Air Force

Optical isolator/coupler

Simple design, high levels of optical isolation, low forward loss, all in a small footprint

Photonics

Commercially available isolator

An optical isolator allows the transmission of light in only one direction. It is typically used to prevent unwanted feedback into an optical oscillator, such as a laser cavity. Isolators are important components for photonic systems and for protection of communications and sensor systems. Due to the strong push to develop high-performance, low-power photonic integrated circuits (PIC), there is a pressing need for footprint reduction and silicon integration in optical isolators. These desired isolator characteristics must also be combined with optimal isolation performance and propagation loss in order to provide the performance demanded by system architects.

Common isolators based on the Mach-Zehnder Interferometer design are relatively complicated with four waveguides and an ongoing need to properly balance the beam spitting. They also take up considerable space on a board and are prone to losses. To address these shortcomings, Air Force scientists and engineers have developed a non-reciprocal coupler/isolator using just two waveguides. One waveguide has a cladding magnetized transversely to its propagation direction. The second waveguide has a non-magnetic cladding with a refractive index matching that of the magnetic cladding of the first waveguide. This configuration leads to a much more simple design, with fewer avenues for loss during the process of transporting light.

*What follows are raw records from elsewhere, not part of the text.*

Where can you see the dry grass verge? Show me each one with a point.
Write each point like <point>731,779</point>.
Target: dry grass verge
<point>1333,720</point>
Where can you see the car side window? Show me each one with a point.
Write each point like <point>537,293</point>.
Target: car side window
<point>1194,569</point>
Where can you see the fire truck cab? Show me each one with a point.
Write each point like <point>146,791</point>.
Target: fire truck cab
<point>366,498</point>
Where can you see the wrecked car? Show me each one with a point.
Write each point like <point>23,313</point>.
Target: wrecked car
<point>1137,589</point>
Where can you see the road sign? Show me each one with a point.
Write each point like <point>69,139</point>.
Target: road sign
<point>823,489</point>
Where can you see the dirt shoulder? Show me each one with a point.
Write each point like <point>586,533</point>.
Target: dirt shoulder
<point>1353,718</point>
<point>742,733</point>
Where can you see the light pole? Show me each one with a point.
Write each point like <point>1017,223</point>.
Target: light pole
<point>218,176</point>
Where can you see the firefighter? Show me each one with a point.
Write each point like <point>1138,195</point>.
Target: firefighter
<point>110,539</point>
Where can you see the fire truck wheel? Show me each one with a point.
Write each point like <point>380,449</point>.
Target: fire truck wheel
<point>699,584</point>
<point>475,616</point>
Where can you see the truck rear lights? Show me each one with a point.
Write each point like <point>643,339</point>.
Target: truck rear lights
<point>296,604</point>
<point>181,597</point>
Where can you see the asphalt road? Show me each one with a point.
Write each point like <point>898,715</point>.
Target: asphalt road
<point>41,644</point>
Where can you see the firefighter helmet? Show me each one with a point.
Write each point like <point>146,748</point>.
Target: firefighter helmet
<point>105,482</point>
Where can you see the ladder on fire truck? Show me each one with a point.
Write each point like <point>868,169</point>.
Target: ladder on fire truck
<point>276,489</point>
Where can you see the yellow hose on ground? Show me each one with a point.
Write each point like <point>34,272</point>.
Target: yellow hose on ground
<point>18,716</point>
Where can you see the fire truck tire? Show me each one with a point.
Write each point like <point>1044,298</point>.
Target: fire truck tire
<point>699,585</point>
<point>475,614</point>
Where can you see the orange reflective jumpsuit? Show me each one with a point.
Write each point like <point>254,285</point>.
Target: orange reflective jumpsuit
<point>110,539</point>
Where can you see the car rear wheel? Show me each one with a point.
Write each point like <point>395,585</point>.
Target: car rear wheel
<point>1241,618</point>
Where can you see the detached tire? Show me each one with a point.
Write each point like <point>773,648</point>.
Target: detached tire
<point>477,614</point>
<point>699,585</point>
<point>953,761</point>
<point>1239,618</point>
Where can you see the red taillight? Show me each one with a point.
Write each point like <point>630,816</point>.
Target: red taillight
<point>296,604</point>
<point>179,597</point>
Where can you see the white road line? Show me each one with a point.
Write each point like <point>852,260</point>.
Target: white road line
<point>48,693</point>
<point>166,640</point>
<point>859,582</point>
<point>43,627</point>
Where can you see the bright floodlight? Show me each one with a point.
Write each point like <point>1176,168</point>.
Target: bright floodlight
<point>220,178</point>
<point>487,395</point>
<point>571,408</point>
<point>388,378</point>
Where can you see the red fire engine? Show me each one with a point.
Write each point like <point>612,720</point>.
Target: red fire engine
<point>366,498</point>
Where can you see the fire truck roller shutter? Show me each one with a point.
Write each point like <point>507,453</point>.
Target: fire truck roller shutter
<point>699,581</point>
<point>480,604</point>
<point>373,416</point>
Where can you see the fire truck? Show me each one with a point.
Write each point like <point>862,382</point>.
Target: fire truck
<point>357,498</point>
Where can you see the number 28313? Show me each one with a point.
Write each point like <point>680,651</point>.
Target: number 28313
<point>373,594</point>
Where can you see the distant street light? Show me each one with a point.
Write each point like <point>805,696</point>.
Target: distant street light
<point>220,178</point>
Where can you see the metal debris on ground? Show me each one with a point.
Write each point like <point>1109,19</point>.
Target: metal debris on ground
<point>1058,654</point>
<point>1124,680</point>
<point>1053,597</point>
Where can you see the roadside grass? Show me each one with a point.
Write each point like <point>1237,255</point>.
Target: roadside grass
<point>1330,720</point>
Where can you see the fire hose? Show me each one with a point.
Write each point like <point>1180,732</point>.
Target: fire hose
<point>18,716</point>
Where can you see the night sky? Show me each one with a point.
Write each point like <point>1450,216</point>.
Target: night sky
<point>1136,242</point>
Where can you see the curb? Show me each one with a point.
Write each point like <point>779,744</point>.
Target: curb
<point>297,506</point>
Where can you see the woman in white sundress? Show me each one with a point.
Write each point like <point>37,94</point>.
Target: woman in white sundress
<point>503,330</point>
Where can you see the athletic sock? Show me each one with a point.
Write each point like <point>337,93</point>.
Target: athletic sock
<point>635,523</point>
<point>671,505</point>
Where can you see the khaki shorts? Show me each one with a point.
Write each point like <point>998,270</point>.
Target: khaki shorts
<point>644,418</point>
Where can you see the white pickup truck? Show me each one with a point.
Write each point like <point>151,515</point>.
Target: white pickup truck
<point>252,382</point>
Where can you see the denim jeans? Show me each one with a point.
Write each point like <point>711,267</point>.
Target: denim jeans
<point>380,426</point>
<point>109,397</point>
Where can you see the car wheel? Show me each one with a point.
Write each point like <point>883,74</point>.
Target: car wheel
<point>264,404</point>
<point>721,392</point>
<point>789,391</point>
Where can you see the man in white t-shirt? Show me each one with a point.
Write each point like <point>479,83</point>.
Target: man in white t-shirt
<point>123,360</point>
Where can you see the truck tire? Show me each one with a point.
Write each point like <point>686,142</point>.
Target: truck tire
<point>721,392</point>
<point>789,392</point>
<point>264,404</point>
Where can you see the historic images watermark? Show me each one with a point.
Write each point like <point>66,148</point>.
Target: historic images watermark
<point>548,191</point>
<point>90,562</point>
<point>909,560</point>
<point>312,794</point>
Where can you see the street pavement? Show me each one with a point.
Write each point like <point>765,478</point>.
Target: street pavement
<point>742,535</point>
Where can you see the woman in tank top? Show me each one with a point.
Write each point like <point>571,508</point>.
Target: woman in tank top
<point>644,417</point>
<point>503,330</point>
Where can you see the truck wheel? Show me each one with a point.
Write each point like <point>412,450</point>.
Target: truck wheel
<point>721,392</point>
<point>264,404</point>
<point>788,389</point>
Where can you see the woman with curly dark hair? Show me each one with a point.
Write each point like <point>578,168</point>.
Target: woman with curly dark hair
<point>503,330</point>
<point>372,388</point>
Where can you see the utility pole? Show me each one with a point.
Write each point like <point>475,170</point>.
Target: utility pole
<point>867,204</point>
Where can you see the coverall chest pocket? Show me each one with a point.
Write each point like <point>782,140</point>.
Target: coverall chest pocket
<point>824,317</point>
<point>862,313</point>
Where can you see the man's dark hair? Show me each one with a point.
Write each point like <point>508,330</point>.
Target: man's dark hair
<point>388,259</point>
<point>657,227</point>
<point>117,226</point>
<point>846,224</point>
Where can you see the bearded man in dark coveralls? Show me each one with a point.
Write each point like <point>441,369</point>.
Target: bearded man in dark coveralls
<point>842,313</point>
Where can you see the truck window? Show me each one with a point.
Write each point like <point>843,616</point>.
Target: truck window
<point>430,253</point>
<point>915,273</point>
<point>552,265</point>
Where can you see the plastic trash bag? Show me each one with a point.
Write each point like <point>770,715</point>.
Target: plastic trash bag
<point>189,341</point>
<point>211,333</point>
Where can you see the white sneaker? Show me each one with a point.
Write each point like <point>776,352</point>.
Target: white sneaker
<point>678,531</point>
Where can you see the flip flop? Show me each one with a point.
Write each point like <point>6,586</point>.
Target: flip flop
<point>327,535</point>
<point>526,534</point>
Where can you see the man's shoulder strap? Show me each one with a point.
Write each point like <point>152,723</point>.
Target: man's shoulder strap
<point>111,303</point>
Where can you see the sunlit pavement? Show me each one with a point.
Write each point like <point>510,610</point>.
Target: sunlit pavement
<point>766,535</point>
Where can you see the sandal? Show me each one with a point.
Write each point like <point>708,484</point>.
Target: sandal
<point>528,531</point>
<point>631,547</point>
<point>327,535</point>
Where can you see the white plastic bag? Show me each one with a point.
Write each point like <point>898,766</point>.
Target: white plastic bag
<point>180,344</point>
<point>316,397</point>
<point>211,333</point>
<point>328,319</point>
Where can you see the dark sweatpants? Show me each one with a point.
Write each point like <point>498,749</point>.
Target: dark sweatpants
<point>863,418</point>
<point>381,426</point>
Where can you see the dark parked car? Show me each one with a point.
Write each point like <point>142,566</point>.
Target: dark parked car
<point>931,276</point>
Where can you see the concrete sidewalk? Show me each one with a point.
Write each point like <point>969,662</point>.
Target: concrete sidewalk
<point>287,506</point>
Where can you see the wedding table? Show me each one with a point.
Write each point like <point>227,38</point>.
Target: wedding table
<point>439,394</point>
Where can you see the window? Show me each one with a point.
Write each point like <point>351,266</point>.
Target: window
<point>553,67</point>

Simulations show improved performance compared with other chip scale optical isolator designs. An isolation ratio of 43 dB was calculated with 4 dB of forward propagation loss due to a mismatch between forward and backward coupling lengths. This mismatch loss can be significantly reduced by proper adjustment of an inter-waveguide coupling constant. Absorption losses into the garnet material are estimated at 2.5 dB and the isolation ratio stays above 30 dB over a 60 nm bandwidth. The high isolation ratio is due to the fact that a nonreciprocal action has been engineered into one of the waveguide ridges via a magneto-optic cladding layer, while the other ridge is cladded with a reciprocal material which has a matching refractive index. This leads to complete transfer of power between the two ridges in one direction and almost zero power transfer in the opposite direction. Thinner silicon films yield smaller footprints, estimated at less than 1 mm in length.